2022-11-22 12:42:46

by Muhammad Usama Anjum

[permalink] [raw]
Subject: [PATCH v2] mm: set the vma flags dirty before testing if it is mergeable

The VM_SOFTDIRTY should be set in the vma flags to be tested if new
allocation should be merged in previous vma or not. With this patch,
the new allocations are merged in the previous VMAs.

I've tested it by reverting the commit 34228d473efe ("mm: ignore
VM_SOFTDIRTY on VMA merging") and after adding this following patch,
I'm seeing that all the new allocations done through mmap() are merged
in the previous VMAs. The number of VMAs doesn't increase drastically
which had contributed to the crash of gimp. If I run the same test after
reverting and not including this patch, the number of VMAs keep on
increasing with every mmap() syscall which proves this patch.

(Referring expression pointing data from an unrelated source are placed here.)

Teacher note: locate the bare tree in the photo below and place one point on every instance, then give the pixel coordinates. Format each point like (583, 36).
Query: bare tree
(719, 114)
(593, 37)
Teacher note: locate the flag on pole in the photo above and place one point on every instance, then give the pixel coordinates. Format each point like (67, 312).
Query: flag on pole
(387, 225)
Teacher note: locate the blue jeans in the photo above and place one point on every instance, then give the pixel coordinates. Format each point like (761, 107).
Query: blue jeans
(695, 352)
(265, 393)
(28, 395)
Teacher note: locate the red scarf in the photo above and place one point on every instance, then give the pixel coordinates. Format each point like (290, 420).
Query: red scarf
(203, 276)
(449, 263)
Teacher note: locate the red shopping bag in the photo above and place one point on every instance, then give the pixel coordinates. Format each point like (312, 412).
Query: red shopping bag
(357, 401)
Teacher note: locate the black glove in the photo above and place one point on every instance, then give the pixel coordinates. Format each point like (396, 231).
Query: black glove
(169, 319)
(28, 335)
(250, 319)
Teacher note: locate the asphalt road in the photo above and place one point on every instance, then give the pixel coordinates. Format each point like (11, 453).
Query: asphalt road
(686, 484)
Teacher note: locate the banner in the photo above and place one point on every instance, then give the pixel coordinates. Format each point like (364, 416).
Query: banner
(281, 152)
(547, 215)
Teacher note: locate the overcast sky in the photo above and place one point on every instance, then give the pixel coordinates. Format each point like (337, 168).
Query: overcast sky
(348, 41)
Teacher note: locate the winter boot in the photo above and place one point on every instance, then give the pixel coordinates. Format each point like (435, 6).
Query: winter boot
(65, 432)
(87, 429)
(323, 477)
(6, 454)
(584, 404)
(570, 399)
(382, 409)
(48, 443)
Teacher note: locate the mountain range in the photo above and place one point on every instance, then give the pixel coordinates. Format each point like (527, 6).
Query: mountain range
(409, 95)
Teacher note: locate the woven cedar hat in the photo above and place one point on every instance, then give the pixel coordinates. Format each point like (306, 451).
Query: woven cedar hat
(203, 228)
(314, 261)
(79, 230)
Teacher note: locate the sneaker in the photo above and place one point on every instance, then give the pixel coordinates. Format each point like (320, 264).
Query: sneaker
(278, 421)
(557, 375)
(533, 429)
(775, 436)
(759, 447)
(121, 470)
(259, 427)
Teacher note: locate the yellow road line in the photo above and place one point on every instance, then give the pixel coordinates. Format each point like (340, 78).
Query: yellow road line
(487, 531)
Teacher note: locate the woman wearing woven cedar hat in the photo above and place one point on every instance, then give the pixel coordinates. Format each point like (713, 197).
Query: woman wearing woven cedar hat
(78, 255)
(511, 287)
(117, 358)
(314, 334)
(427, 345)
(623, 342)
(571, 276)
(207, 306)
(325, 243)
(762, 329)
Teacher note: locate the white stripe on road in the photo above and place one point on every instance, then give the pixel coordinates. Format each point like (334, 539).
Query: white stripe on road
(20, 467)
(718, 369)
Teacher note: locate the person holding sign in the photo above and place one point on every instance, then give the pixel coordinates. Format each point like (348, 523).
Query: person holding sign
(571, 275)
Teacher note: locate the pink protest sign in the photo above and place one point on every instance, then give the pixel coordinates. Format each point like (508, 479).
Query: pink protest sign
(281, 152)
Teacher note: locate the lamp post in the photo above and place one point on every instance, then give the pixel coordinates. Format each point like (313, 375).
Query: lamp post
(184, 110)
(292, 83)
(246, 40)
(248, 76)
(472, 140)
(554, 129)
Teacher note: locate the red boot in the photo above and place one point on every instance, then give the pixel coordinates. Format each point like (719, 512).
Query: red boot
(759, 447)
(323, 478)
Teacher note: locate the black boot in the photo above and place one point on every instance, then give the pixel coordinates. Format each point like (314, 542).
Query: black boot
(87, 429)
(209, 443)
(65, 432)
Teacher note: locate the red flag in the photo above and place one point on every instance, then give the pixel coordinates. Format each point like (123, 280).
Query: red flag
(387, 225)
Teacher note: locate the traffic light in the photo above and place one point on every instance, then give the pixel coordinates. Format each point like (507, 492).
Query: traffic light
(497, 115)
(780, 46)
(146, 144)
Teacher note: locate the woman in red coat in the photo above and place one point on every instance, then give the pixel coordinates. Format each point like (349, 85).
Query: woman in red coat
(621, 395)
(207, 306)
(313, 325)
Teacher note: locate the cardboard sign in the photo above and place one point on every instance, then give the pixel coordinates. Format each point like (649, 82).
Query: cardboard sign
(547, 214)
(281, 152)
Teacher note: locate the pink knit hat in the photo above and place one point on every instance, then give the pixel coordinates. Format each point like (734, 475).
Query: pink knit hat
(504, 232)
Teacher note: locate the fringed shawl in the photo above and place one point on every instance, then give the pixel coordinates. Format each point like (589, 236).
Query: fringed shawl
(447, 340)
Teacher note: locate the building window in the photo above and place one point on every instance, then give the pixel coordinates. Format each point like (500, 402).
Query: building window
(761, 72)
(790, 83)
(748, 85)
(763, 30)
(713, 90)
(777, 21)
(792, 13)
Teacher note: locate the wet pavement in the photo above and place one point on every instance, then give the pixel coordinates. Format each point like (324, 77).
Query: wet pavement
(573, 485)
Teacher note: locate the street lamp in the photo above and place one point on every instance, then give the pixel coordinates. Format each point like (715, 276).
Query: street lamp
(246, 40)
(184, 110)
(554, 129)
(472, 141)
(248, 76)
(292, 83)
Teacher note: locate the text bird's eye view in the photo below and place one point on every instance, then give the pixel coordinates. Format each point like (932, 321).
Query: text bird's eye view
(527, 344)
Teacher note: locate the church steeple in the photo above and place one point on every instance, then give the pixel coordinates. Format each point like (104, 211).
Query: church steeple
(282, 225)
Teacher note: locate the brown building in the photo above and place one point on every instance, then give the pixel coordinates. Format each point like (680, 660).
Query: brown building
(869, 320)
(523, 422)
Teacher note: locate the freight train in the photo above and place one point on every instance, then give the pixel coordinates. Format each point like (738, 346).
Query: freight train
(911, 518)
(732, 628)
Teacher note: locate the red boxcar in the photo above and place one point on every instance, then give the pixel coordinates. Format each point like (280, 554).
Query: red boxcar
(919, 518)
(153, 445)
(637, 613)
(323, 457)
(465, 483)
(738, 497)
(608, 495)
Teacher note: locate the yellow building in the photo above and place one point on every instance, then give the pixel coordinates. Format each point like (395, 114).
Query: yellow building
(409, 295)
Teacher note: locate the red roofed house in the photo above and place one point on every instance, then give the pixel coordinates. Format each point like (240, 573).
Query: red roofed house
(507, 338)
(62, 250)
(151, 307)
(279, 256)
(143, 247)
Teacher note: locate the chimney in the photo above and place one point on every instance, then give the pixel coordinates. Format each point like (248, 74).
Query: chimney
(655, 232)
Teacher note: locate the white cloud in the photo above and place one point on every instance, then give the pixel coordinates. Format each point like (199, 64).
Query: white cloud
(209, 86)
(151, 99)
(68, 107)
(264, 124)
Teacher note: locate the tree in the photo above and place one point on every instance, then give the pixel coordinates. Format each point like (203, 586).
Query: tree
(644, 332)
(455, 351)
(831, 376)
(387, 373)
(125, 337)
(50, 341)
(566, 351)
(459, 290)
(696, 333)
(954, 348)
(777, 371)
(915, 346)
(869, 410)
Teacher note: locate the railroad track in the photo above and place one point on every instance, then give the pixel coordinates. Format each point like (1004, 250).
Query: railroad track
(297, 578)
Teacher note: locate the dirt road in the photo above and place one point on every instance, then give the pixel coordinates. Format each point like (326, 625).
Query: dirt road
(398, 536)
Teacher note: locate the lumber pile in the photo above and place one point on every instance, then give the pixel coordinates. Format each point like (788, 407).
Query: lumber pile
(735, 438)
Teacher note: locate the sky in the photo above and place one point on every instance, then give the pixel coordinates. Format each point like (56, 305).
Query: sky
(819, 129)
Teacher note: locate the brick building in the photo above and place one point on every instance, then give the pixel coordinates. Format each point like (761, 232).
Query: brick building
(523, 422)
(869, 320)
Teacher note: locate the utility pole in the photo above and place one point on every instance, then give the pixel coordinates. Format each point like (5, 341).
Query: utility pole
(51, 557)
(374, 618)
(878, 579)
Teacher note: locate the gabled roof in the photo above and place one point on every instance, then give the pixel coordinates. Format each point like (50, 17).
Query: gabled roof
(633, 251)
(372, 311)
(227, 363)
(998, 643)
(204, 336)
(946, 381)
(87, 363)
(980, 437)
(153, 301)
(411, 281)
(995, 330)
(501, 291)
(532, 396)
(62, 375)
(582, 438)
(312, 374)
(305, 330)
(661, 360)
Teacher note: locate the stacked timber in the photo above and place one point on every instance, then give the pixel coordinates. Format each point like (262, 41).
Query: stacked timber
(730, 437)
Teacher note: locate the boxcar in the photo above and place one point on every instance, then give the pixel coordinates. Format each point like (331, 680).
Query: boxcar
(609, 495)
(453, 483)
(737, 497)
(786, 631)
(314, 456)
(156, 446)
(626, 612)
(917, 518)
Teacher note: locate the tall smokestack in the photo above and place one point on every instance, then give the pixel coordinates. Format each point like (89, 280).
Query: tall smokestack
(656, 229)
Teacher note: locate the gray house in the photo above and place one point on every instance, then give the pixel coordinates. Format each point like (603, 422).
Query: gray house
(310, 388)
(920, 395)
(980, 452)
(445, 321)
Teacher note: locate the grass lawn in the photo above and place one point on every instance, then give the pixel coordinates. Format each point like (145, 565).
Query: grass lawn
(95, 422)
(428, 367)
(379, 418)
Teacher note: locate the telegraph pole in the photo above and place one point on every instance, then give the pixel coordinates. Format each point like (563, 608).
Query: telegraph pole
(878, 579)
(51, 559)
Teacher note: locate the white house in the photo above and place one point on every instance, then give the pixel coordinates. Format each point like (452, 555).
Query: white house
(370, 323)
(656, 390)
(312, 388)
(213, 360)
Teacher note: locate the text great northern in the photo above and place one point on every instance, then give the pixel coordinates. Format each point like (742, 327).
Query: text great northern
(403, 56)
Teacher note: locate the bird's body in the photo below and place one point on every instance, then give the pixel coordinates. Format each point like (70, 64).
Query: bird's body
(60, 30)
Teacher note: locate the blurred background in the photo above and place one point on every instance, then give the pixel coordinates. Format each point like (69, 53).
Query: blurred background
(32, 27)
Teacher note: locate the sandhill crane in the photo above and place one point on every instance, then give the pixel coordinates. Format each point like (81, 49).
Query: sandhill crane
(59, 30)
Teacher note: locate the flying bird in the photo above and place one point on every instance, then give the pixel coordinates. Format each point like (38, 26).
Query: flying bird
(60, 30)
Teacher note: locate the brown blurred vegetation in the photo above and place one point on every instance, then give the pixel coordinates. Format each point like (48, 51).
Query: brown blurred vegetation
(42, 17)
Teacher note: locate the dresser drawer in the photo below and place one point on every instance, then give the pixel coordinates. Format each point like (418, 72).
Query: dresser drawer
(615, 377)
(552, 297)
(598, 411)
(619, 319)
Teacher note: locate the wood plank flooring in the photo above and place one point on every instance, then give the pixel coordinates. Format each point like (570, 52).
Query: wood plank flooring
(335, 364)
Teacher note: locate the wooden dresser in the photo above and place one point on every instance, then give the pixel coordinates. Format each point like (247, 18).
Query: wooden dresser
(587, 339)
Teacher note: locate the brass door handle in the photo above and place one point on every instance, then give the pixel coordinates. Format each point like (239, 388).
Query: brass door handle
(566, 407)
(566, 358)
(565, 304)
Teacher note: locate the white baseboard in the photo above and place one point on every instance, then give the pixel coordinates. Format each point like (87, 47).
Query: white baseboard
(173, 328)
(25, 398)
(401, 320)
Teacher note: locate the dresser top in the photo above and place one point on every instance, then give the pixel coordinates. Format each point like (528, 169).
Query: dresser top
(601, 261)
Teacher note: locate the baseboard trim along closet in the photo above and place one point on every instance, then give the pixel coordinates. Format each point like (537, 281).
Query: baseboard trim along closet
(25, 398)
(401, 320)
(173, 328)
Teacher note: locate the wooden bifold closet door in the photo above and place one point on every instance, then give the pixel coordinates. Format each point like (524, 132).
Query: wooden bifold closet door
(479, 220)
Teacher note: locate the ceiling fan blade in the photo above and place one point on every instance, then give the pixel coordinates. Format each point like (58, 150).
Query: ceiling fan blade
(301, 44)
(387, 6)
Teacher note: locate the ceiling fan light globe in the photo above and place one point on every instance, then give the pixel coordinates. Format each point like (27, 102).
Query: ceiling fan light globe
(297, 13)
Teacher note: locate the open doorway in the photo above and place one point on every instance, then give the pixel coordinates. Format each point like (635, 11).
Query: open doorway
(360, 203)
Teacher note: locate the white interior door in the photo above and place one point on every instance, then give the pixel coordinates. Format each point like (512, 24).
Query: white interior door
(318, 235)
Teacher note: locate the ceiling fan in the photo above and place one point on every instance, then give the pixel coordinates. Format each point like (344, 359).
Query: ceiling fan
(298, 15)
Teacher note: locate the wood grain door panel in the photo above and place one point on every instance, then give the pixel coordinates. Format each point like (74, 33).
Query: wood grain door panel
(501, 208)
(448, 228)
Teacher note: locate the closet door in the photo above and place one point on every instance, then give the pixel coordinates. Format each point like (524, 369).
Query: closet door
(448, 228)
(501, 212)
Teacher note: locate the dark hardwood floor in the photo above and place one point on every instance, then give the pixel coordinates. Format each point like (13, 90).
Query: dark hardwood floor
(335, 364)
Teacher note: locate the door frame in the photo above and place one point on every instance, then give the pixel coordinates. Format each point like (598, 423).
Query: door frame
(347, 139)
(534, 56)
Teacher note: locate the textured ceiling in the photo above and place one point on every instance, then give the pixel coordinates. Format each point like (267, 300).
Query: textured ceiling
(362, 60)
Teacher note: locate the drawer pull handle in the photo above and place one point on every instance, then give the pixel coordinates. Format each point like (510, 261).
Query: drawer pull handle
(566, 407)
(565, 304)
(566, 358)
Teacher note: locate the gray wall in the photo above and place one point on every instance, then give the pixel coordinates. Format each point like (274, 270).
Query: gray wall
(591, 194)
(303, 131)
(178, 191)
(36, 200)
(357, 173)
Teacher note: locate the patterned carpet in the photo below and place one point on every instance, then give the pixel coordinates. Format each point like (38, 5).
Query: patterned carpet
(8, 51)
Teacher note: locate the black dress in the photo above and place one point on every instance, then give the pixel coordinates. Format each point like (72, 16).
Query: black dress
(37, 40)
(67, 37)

The commit 34228d473efe ("mm: ignore VM_SOFTDIRTY on VMA merging")
seems like a workaround. But it lets the soft-dirty and non-soft-dirty
VMA to get merged. It helps in avoiding the creation of too many VMAs.
But it creates the problem while adding the feature of clearing the
soft-dirty status of only a part of the memory region.

Cc: <[email protected]>
Fixes: d9104d1ca966 ("mm: track vma changes with VM_SOFTDIRTY bit")
Signed-off-by: Muhammad Usama Anjum <[email protected]>
---
We need more testing of this patch.

While implementing clear soft-dirty bit for a range of address space, I'm
facing an issue. The non-soft dirty VMA gets merged sometimes with the soft
dirty VMA. Thus the non-soft dirty VMA become dirty which is undesirable.
When discussed with the some other developers they consider it the
regression. Why the non-soft dirty page should appear as soft dirty when it
isn't soft dirty in reality? I agree with them. Should we revert
34228d473efe or find a workaround in the IOCTL?

* Revert may cause the VMAs to expand in uncontrollable situation where the
soft dirty bit of a lot of memory regions or the whole address space is
being cleared again and again. AFAIK normal process must either be only
clearing a few memory regions. So the applications should be okay. There is
still chance of regressions if some applications are already using the
soft-dirty bit. I'm not sure how to test it.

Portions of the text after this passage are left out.